Nul ne sait si nous retrouverons complètement la vie d’avant (avant la pandémie, avant les distances sanitaires, avant les masques…). D’ailleurs la vie d’avant ne s’est pas révélée parfaite ; nous avons encore plus touché du doigt les travers de la mondialisation : si le monde a été malade, il en portera les séquelles qu’il faudra pourvoir soigner, en sortant de la « mondialisation de l’indifférence » que dénonce notre pape. Mais ce qu’il nous faut inventer c’est la vie d’après, en tenant compte de ce qui nous est arrivé. Il s’agit de continuer à vivre pleinement chaque instant dans la grâce, quelques soient les limites du présent « à venir ». 

Marie en ce mois de mai, nous montre l’exemple de cette remise en confiance entre les mains du Seigneur. Si Marie est au pied de la croix, c’est parce qu’elle accompagne son fils dans sa longue et terrible agonie, dans l’espérance de l’amour de Dieu. Marie nous ouvre un regard d’espérance sur les situations les plus sombres de nos vies. 

Depuis trois ans, nous fêtons en ce lundi de Pentecôte « Marie, mère de l’Eglise ». Le Christ sur la croix n’est pas refermé sur ses souffrances, il est toujours attentif aux siens ; il a encore un regard tourné vers l’avenir :  Jésus sur la croix a fait don de sa mère à l’Eglise : « Voici ta mère » (Jn 19,27).  

Marie est désormais une mère pour nous tous, vigilante auprès de chacun de nous, nous invitant à la confiance en l’avenir : elle-même dans la foi pressentait que la croix ne pouvait pas être la fin.
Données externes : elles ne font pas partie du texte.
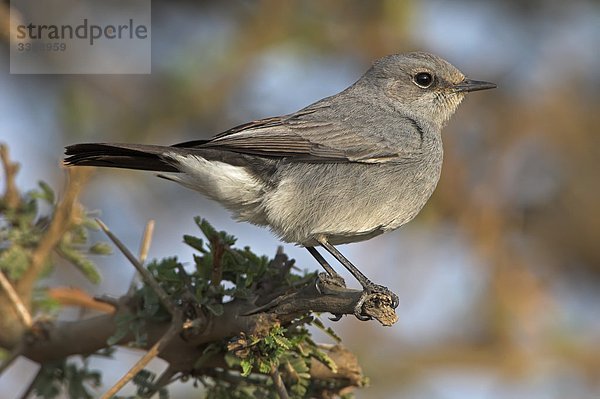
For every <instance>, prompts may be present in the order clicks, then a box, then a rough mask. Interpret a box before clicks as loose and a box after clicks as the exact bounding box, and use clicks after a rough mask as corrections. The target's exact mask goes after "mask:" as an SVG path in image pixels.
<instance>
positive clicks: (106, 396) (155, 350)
mask: <svg viewBox="0 0 600 399" xmlns="http://www.w3.org/2000/svg"><path fill="white" fill-rule="evenodd" d="M180 330H181V322H177V323H173V324H172V325H171V327H169V329H168V330H167V332H166V333H165V335H163V336H162V338H161V339H159V340H158V341H157V342H156V343H155V344H154V345H152V348H150V350H148V352H147V353H146V354H145V355H144V356H142V358H141V359H140V360H138V362H137V363H136V364H134V365H133V367H132V368H131V369H129V371H128V372H127V374H125V375H124V376H123V377H121V379H120V380H119V381H117V383H116V384H115V385H113V386H112V388H110V389H109V390H108V391H107V392H106V393H105V394H104V395H102V397H101V399H110V398H112V397H113V396H115V395H116V393H117V392H119V391H120V390H121V388H123V387H124V386H125V384H127V383H128V382H129V381H131V380H132V379H133V377H135V376H136V374H137V373H139V372H140V371H142V370H143V369H144V367H146V365H147V364H148V363H150V361H151V360H152V359H154V358H155V357H156V356H158V355H159V354H160V352H161V350H163V349H164V347H165V346H167V345H168V344H169V342H171V340H172V339H173V338H174V337H176V336H177V334H178V333H179V331H180Z"/></svg>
Marie accompagne désormais de sa présence maternelle le peuple des croyants dans les aléas de nos histoires humaines. 

Que Marie nous ouvre pour les jours à venir à un regard de confiance et d’espérance ! 

 

 

Dimanche 23 mai

Chers frères et sœurs,  

Parfois nous avons le sentiment que le souffle manque dans nos vies, ou bien que nous nous essoufflons… Quel est le souffle qui nous fait vivre ? Quel est le souffle qui nous conduit ?  
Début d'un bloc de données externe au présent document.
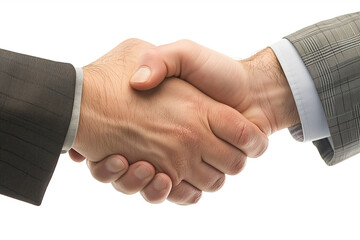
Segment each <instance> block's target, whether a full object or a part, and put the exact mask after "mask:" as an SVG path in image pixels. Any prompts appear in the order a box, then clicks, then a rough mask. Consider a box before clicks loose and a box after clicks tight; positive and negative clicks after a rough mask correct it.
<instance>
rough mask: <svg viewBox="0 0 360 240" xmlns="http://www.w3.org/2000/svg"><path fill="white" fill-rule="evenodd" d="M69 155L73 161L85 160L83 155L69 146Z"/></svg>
mask: <svg viewBox="0 0 360 240" xmlns="http://www.w3.org/2000/svg"><path fill="white" fill-rule="evenodd" d="M69 156H70V158H71V159H72V160H73V161H74V162H82V161H84V160H85V157H84V156H83V155H81V154H80V153H78V152H77V151H76V150H74V149H73V148H71V149H70V150H69Z"/></svg>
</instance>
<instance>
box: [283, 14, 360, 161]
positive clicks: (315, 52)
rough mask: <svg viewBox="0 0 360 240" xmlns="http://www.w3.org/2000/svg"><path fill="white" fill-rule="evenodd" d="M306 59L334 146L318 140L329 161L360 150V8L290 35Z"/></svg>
mask: <svg viewBox="0 0 360 240" xmlns="http://www.w3.org/2000/svg"><path fill="white" fill-rule="evenodd" d="M286 38H287V39H288V40H289V41H290V42H291V43H292V44H293V45H294V47H295V48H296V49H297V51H298V52H299V54H300V56H301V58H302V59H303V61H304V63H305V65H306V67H307V69H308V71H309V73H310V75H311V77H312V78H313V80H314V83H315V86H316V89H317V92H318V94H319V97H320V100H321V102H322V105H323V108H324V111H325V115H326V118H327V122H328V125H329V129H330V134H331V139H332V141H333V145H334V149H333V148H332V147H331V144H330V142H329V140H328V139H322V140H318V141H314V145H315V146H316V147H317V148H318V150H319V152H320V154H321V156H322V157H323V158H324V160H325V161H326V163H327V164H329V165H333V164H336V163H338V162H341V161H342V160H344V159H346V158H349V157H351V156H353V155H355V154H357V153H359V152H360V125H359V121H360V112H359V111H360V109H359V107H360V12H357V13H353V14H348V15H344V16H340V17H337V18H334V19H330V20H326V21H322V22H320V23H317V24H315V25H312V26H309V27H307V28H304V29H302V30H300V31H298V32H296V33H293V34H291V35H289V36H287V37H286Z"/></svg>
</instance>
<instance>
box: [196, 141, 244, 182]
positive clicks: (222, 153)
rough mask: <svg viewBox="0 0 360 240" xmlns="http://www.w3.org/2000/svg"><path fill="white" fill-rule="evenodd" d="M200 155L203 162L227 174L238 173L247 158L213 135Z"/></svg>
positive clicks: (233, 173)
Sans l’Esprit-Saint, l’Ecriture ne serait qu’un beau texte du passé, le Christ serait seulement un personnage de l’histoire, l’Eglise serait une administration et notre vie serait en noir et blanc… 
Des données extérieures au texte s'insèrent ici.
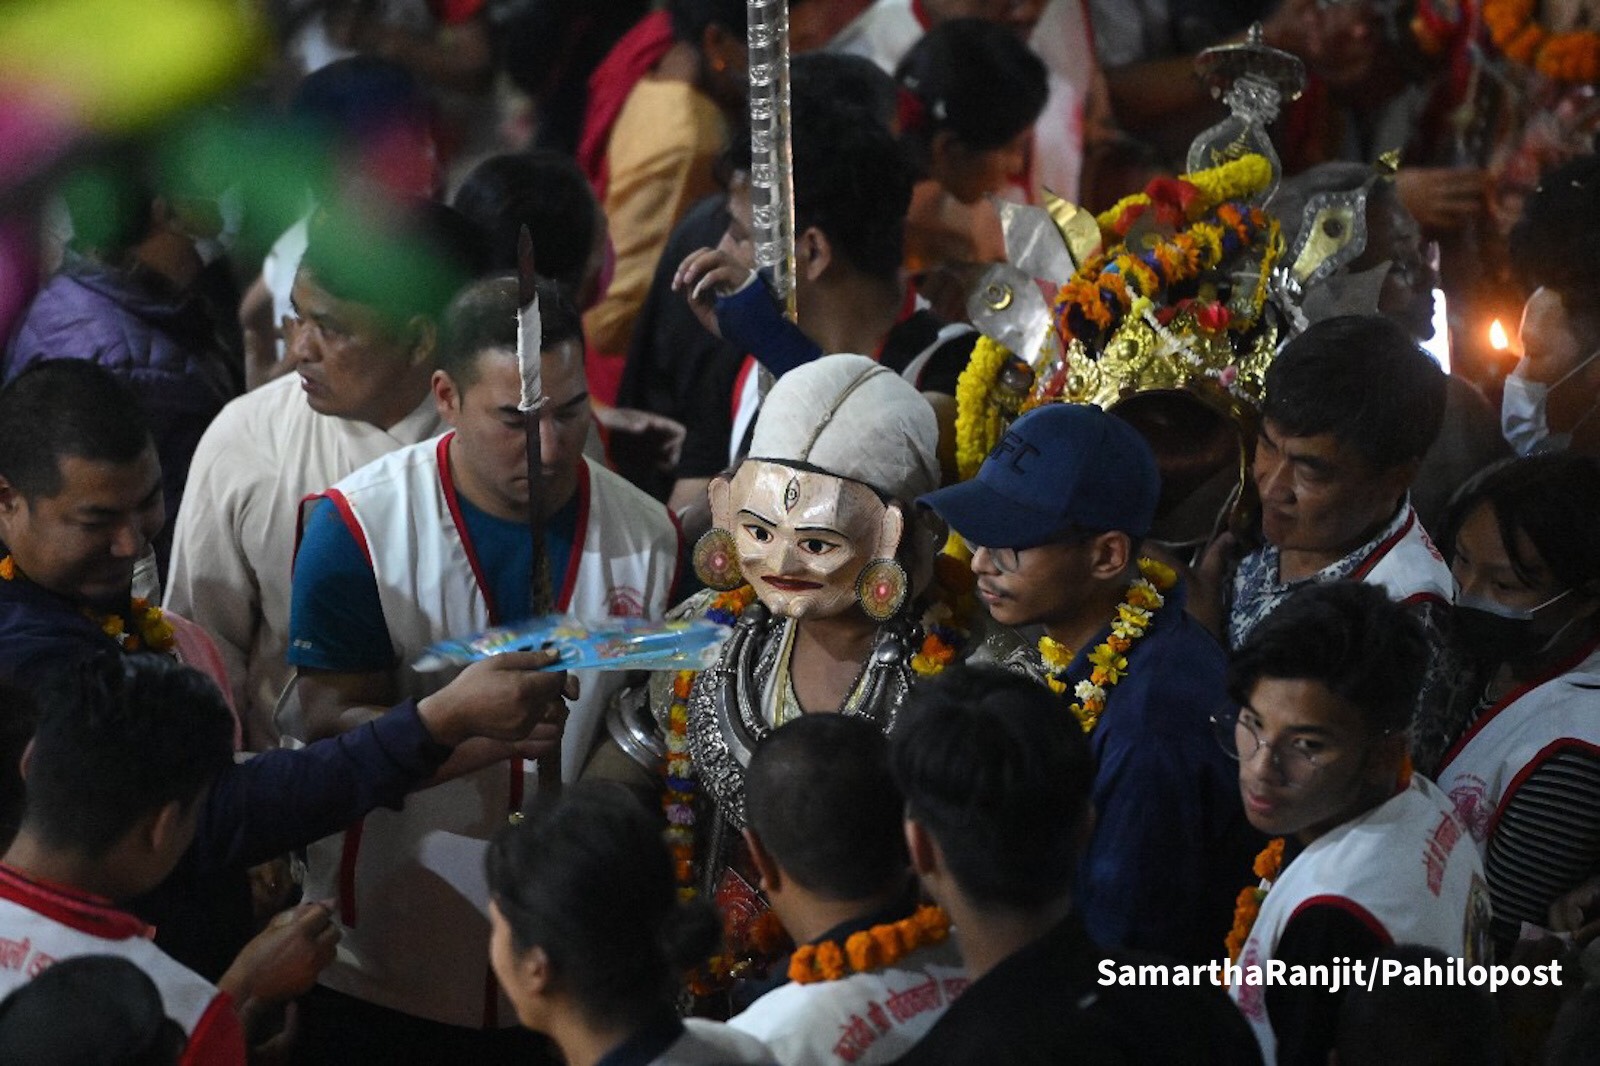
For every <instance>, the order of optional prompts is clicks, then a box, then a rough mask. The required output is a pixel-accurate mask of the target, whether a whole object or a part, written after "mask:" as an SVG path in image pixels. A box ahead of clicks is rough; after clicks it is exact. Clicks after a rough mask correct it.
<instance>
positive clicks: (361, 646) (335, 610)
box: [278, 277, 678, 1063]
Mais l’Esprit est bien là comme ce souffle qui anime les Ecritures ; il est ce souffle qui fait de l’Eglise la présence de Jésus ressuscité, ; il est ce souffle qui fait de notre vie le reflet de l’amour de Dieu. 

Cette présence de l’Esprit en nos vies est difficile à voir, parce que l’Esprit est toujours très discret. 

Pourtant, c’est bien l’Esprit qui anime notre foi (parfois même la ranime), la fait s’épanouir en amour. 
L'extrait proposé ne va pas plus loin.